Спирька продолжал рыться в вещах, нашел свои ботинки, шарф, пиджак, брюки и жилетку.
– А часы? Котел с боем был, рыжий, и цепочка рыжая.
– Чего нет, Спиря, того нет. Кто-то другой нашел твой котел, извини, пока не нашли.
– Ну ты, начальник, орел. Истинный Бог, орел. Не даром о тебе общество так хорошо говорит. Поймал фраеров.
– Нет, Спиря, фраера, как ты изволил выразился, частью на свободе. Одного взяли, второго ранили.
– Начальник, угости чайком, я тебе кое-что шепну, только цветных отправь за дверь.
– Подождите в коридоре, – распорядился Тыльнер.

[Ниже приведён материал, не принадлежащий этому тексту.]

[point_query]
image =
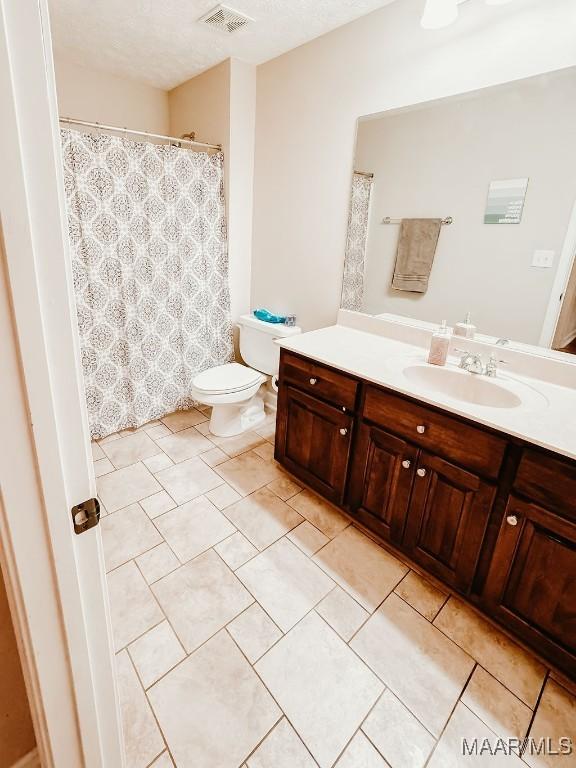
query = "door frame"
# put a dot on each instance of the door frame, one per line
(56, 579)
(563, 271)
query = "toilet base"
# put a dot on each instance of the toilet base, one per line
(231, 419)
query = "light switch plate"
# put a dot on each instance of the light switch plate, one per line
(543, 259)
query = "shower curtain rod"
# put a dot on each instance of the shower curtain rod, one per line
(103, 127)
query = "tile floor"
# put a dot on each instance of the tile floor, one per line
(255, 628)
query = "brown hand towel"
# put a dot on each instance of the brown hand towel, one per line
(416, 248)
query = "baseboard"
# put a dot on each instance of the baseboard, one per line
(31, 760)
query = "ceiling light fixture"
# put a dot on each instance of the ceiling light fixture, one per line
(439, 13)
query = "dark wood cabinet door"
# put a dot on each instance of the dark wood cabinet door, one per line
(531, 584)
(447, 520)
(381, 481)
(313, 441)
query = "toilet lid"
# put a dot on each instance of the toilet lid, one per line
(232, 377)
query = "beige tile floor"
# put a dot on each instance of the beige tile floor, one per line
(255, 628)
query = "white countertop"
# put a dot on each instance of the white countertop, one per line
(381, 360)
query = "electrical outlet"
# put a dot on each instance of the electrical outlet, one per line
(543, 259)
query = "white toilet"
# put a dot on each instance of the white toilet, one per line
(233, 390)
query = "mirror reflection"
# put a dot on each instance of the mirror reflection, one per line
(463, 209)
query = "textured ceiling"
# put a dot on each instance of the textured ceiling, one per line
(159, 42)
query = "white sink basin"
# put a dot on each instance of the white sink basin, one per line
(473, 388)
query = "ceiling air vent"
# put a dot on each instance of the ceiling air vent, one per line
(225, 19)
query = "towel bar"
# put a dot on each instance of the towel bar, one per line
(388, 220)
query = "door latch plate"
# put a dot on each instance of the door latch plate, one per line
(86, 515)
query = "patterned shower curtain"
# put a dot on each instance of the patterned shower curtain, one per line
(150, 266)
(355, 255)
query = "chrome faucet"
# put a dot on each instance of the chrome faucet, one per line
(473, 363)
(470, 362)
(492, 366)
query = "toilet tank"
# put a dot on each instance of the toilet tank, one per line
(257, 345)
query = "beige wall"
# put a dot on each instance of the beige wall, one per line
(16, 731)
(566, 328)
(219, 105)
(308, 101)
(438, 160)
(99, 97)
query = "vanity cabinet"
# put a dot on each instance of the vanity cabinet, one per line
(447, 519)
(381, 479)
(531, 585)
(313, 441)
(490, 516)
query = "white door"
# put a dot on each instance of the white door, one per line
(38, 281)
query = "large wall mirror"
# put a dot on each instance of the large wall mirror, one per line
(467, 205)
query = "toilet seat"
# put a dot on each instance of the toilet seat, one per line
(226, 379)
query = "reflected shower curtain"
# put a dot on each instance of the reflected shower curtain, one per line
(355, 256)
(147, 230)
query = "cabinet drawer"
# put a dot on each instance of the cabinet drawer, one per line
(465, 445)
(548, 480)
(318, 380)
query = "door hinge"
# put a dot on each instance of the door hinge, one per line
(86, 515)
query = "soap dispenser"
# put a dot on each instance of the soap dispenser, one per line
(465, 329)
(439, 345)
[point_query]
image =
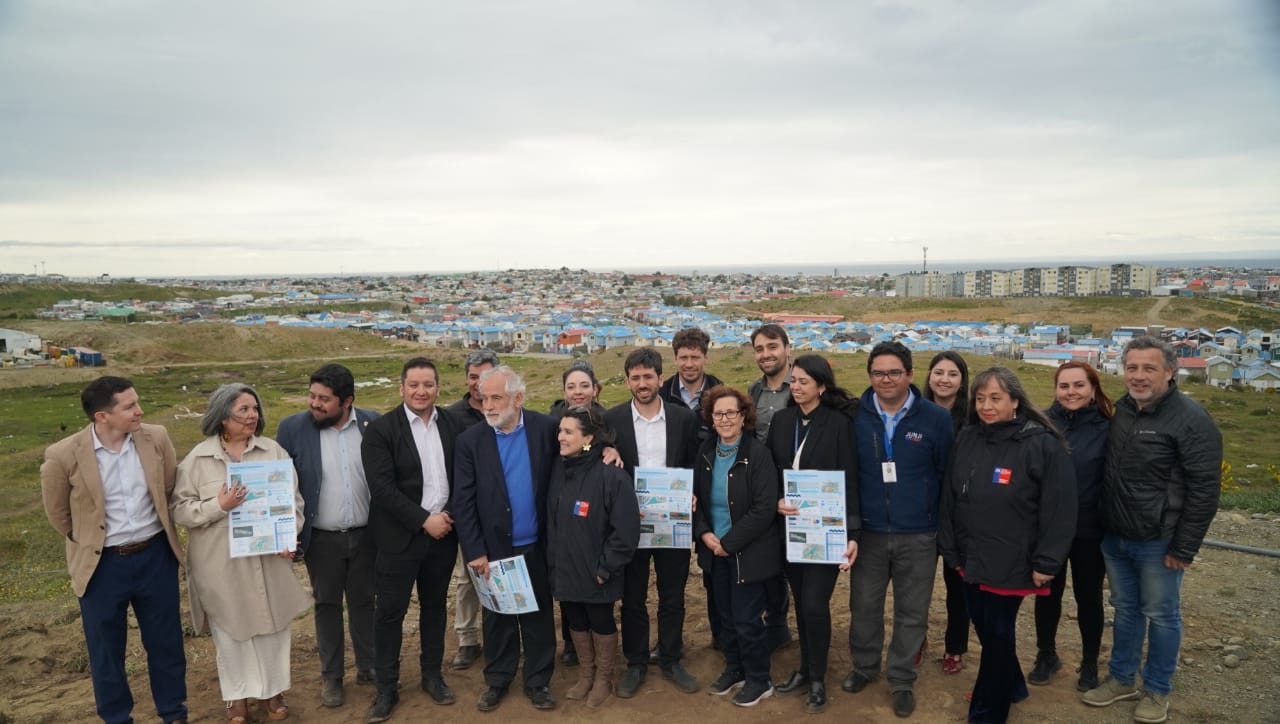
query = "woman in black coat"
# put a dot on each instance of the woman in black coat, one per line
(736, 527)
(593, 528)
(1082, 411)
(1006, 526)
(816, 432)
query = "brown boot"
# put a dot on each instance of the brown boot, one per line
(606, 656)
(585, 663)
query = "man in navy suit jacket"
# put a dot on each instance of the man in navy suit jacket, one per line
(503, 471)
(324, 443)
(653, 432)
(408, 462)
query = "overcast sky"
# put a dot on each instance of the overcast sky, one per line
(147, 137)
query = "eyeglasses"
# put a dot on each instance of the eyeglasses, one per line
(887, 374)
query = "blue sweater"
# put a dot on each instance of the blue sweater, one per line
(922, 445)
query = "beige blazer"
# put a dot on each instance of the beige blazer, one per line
(73, 494)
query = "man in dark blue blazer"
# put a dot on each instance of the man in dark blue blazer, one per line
(653, 432)
(324, 443)
(503, 471)
(408, 461)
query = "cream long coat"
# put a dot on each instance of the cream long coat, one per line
(72, 490)
(247, 596)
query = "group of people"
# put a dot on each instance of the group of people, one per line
(972, 471)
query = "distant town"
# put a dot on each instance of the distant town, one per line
(576, 311)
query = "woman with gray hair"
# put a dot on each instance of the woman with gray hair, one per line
(245, 603)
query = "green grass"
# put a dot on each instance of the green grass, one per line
(22, 301)
(177, 366)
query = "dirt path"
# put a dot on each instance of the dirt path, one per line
(1226, 596)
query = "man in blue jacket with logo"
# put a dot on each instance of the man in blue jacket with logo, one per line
(903, 447)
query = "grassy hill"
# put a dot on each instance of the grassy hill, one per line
(177, 366)
(22, 301)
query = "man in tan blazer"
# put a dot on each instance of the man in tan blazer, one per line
(106, 491)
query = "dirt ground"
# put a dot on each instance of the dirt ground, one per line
(1229, 599)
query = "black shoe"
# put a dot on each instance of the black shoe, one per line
(1046, 665)
(817, 701)
(753, 693)
(542, 697)
(330, 693)
(855, 682)
(465, 656)
(795, 682)
(490, 697)
(904, 704)
(727, 682)
(681, 677)
(383, 706)
(631, 682)
(1088, 676)
(438, 690)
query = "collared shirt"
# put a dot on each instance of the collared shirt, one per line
(343, 490)
(892, 420)
(693, 399)
(127, 507)
(517, 472)
(768, 403)
(650, 438)
(430, 454)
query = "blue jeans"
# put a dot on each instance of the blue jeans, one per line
(1146, 599)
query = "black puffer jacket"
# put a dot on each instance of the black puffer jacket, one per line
(755, 536)
(1164, 472)
(1008, 504)
(1086, 432)
(593, 528)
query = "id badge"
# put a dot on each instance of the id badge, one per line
(888, 471)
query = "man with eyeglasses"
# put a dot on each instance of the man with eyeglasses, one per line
(653, 432)
(903, 447)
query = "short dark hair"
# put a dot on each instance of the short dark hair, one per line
(416, 363)
(643, 357)
(592, 422)
(772, 331)
(478, 357)
(690, 338)
(895, 348)
(1147, 342)
(100, 394)
(338, 380)
(744, 404)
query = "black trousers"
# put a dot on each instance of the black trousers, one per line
(429, 564)
(958, 613)
(341, 566)
(810, 586)
(1087, 573)
(1000, 677)
(507, 635)
(597, 618)
(671, 567)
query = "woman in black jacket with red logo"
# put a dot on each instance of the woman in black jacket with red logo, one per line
(593, 528)
(736, 527)
(1008, 522)
(1082, 411)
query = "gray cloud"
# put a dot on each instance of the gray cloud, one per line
(455, 134)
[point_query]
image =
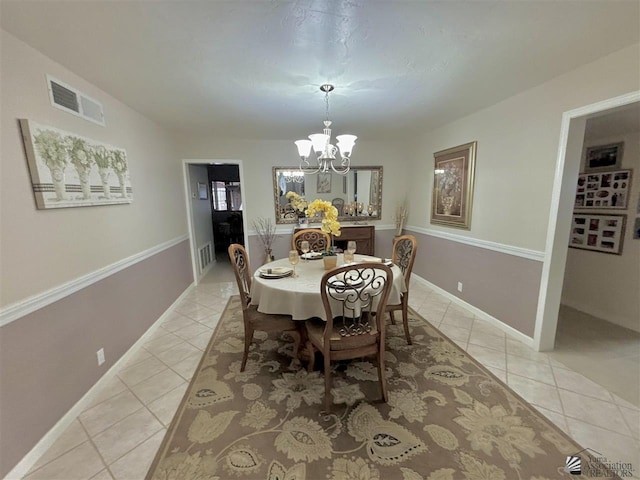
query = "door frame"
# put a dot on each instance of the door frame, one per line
(560, 214)
(190, 222)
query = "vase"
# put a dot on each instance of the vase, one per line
(123, 185)
(104, 176)
(330, 262)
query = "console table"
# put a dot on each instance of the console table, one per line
(363, 235)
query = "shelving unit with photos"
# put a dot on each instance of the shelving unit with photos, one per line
(598, 232)
(604, 190)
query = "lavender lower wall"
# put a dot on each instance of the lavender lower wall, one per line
(502, 285)
(48, 358)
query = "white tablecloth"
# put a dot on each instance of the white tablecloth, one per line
(300, 296)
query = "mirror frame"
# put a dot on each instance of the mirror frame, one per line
(342, 218)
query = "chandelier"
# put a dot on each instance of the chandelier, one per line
(324, 150)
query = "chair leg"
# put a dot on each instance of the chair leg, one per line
(381, 375)
(296, 343)
(327, 381)
(312, 357)
(248, 338)
(405, 318)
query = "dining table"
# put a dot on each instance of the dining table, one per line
(299, 296)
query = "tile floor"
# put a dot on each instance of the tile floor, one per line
(118, 435)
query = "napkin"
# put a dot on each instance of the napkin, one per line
(275, 270)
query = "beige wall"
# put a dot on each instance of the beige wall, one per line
(602, 284)
(42, 249)
(48, 357)
(518, 143)
(517, 151)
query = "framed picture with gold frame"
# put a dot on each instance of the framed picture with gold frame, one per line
(453, 177)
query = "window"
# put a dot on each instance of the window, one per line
(226, 196)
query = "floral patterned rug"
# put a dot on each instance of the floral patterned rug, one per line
(447, 417)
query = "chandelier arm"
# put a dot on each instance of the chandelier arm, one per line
(343, 163)
(307, 169)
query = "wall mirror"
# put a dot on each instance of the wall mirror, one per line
(357, 195)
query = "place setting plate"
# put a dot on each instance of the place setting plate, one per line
(311, 256)
(276, 272)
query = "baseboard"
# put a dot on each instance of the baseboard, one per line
(512, 332)
(607, 316)
(30, 459)
(206, 269)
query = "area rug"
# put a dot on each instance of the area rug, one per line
(447, 417)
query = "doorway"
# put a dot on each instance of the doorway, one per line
(560, 218)
(215, 201)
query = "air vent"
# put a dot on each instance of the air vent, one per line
(64, 97)
(204, 253)
(73, 101)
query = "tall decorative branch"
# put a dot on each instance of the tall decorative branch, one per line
(266, 231)
(402, 212)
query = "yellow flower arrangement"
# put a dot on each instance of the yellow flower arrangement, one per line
(297, 202)
(330, 222)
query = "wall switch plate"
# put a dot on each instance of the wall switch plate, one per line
(100, 354)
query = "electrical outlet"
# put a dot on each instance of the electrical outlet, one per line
(100, 354)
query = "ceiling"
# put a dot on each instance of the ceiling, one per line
(253, 69)
(619, 121)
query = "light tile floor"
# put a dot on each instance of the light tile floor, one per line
(119, 434)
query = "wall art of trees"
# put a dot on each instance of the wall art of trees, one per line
(68, 170)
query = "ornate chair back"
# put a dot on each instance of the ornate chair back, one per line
(254, 320)
(319, 241)
(404, 254)
(354, 299)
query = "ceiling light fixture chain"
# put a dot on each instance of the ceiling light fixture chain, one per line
(324, 150)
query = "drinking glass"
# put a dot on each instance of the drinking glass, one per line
(304, 246)
(294, 258)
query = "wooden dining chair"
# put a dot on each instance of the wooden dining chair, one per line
(254, 320)
(355, 327)
(319, 241)
(404, 254)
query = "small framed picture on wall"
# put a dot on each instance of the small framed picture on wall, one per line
(603, 157)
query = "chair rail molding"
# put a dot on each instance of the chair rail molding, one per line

– Может, товарищ субинспектор, на него железо надеть? – спросил старший конвоя.
– Не надо, мы с ним по-хорошему поговорим.
Чай пили молча. После первого стакана Спирька спросил:
– А ты, Федорович, цацками этими, о которых Олег Леонидов писал, и впрямь интересуешься?
– Еще как.
– Тогда слушай. Со мной в камере разные, в все солидные люди сидят. Вчера освободился Коля-ювелир. Знаешь его?
– Шишкин Николай Кузьмич, ювелирная мастерская и торговля в Девятом переулке.
– Точно.
– Так вот, когда мы статейку Леонидова в газете прочитали, он мне поведал… Плесни-ка еще чайку, да сахару не забудь. Вот так…
– Так что ювелир тебе поведал?
– Что он имеет полный список вещей, которые те французы ищут.
– Откуда?
– Я не спрашивал. Ты наши законы знаешь. За лишнее любопытство и язык отрезать могут. Вот такая тебе моя подсказка.